I’m starting to roll out a “check online for updates” feature for my various applications. So far, it’s implemented for TagAssist and Count Anything, and I’m gradually adding it to my other applications as I upgrade them.

I thus think that this is a good time to review my policy on collecting information from users. Right now, I use Google Analytics to track visitors to my site: things like what pages they visit, how long they stay on the site, what files they download, and what keywords they used to find the site. I don’t track individual users, but only trends to help me improve the site (like, a lot of visitors are searching for the keyword “PowerPoint”; I ought to add some content about translating PowerPoint files). I also never share this information with third parties (this is basically detailed in this site’s privacy policy).

I think that it’s pretty reasonable to collect this information, especially because I don’t track any individuals. At any rate, almost all the information I get through Google Analytics (and more) would be available from my Apache log files anyway.

But what about checking online? Even if Felix doesn’t send any information, the mere fact of connecting to my server tells me that somebody is running my software, and from the user’s IP address, I could tell a lot more (like link that IP address to the IP addresses of people who have downloaded the software — presto, download-to-install ratio).

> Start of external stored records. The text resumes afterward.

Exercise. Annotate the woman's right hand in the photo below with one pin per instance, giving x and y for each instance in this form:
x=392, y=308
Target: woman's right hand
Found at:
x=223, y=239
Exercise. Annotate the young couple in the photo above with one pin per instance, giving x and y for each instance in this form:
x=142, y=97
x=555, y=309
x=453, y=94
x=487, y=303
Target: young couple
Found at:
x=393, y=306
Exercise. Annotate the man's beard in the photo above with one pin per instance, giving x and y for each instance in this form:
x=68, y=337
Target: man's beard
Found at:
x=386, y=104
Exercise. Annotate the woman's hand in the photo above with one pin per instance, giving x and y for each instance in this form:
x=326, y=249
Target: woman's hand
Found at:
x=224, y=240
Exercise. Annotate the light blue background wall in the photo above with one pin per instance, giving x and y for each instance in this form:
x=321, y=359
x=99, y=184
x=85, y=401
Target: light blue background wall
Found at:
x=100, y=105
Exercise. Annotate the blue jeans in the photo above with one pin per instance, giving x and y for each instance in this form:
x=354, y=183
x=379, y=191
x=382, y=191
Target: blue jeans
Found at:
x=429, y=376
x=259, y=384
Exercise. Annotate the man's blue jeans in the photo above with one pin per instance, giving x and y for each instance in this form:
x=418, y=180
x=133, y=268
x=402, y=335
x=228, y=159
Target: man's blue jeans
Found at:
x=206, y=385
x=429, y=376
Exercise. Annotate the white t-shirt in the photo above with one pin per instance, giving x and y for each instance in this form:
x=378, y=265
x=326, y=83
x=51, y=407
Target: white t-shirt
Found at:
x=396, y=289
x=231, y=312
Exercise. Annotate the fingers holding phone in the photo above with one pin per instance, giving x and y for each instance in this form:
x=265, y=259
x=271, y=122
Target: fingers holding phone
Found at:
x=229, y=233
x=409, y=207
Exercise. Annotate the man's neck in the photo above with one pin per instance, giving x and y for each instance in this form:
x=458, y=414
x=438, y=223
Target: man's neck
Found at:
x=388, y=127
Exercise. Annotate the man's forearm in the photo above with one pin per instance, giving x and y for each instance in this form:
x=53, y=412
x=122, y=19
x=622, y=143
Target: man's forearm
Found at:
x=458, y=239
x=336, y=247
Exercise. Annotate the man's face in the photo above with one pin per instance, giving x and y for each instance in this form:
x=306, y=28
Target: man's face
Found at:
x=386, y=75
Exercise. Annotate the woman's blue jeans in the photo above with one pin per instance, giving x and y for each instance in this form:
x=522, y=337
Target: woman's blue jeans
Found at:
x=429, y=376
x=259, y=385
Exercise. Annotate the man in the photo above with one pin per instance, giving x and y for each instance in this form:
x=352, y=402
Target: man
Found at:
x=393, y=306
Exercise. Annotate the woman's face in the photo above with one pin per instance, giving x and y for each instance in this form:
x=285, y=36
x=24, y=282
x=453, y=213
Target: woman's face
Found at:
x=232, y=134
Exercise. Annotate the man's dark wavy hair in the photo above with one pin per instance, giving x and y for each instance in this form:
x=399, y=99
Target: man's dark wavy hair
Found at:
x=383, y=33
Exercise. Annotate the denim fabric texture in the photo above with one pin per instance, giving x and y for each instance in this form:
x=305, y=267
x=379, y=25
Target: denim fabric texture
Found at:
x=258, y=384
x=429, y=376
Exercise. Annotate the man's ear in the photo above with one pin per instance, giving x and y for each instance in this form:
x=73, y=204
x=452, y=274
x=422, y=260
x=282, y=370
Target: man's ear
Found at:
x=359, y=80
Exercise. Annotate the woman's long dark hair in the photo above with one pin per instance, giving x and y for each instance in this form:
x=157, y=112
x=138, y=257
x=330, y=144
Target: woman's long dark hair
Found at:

So collecting that information could be useful to me, and it doesn’t violate my privacy policy. Even so, I’ve decided not to do it, because my users are checking online for updates: they’re not connecting to my server in order to feed me statistics, and I don’t think it’s reasonable for them to expect that.

Some other software makers are quite strident about “capturing” user information. Many will force you to give an email address before even allowing you to download their software, or make you contact them in order to get a price. They call people like me foolish to not grab every “lead” I can. I strongly suspect that most such companies are run by graduates of marketing or business programs, and not software developers.

But to me, it’s not about what you can do, or what will earn you the most money in the short term, or even what you can get away with. I prefer to be as open and transparent about my activities as possible, and if some action strikes me as sleazy or shady, I’d rather just avoid it.